A lifelong Democrat before seeking elective office, Bloomberg switched his registration in 2001 and ran for mayor as a Republican, winning the election that year and a second term in 2005. He was frequently mentioned as a possible independent candidate for the 2008 presidential election and fueled that speculation when he left the Republican Party in June 2007 to become an independent.[6] There was also speculation that he would run as a vice-presidential candidate.[7] Bloomberg did not, however, seek the presidency nor was he selected as a running mate by any of the presidential candidates.

In the fall of 2008, Bloomberg successfully campaigned for an amendment to New York City's term limits law, in order to allow him to run for a third term in 2009. Bloomberg won the election[8] on November 3, 2009.

Wealth
In March 2009, Forbes reported Michael Bloomberg's wealth at $16 billion, a gain of $4.5 billion since the previous year, which makes him one of the most successful billionaires in the United States during the recession, and the world's biggest increase in wealth in 2009.[12] At that time, there were only four fortunes in the U.S. that were larger (although the Wal-Mart family fortune is split among four people).

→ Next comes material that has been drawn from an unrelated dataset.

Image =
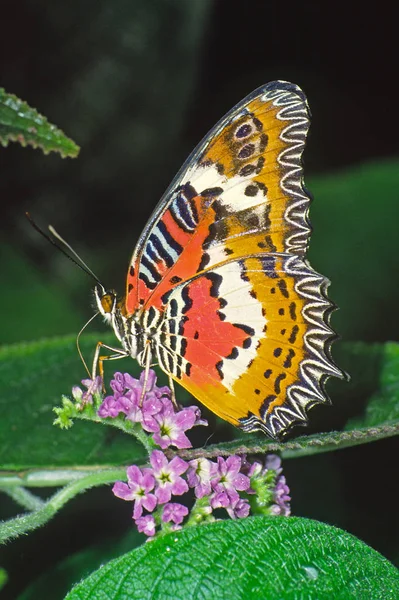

Bloomberg moved from 142nd to 17th in the Forbes list of the world's billionaires in only two years (March 2007 - March 2009).[13][14][15]

Business career
Bloomberg became a general partner at Salomon Brothers, where he headed equity trading and, later, systems development. In 1981, he was fired from Salomon Brothers and was given a $10 million severance package.[16] Using this money, Bloomberg went on to set up a company named Innovative Market Systems. In 1982, Merrill Lynch became the new company's first customer, installing 22 of the company's Market Master terminals and investing $30 million in the company. The company was renamed Bloomberg L.P. in 1986. By 1987, it had installed 5,000 terminals. Within a few years, ancillary products including Bloomberg Tradebook (a trading platform), the Bloomberg Messaging Service, and the Bloomberg newswire were launched. As of 2009, the company had more than 250,000 terminals worldwide. His company also has a radio network, which currently has its flagship station as 1130 WBBR-AM in New York City. He left the position of CEO to pursue a political career as the mayor of New York. He was replaced as CEO by Lex Fenwick. The company is now led by president Dan Doctoroff, a former deputy mayor under Bloomberg.

As mayor of New York, Bloomberg declines to receive a city salary, accepting remuneration of $1.00 annually for his services. He maintains a public listing in the New York City phone directory, residing not in Gracie Mansion, the official mayor's mansion, but instead at his own home on the Upper East Side of Manhattan, at 17 East 79th Street between Madison and Fifth Avenues. He owns additional homes in London, Bermuda and Vail.[17]

Bloomberg is, by his own accounts at least, a frequent rider of the New York City Subway, particularly in the commute from his 79th Street home to his office at City Hall. An August 2007 story in The New York Times contradicted this notion, suggesting instead that he often was chauffeured by two New York Police Department-owned SUVs to an express train station to avoid having to change from the local to the express trains on the Lexington Avenue line.[18]

He has written an autobiography with help from a ghost writer, called Bloomberg by Bloomberg (1997, ISBN 0-471-15545-4).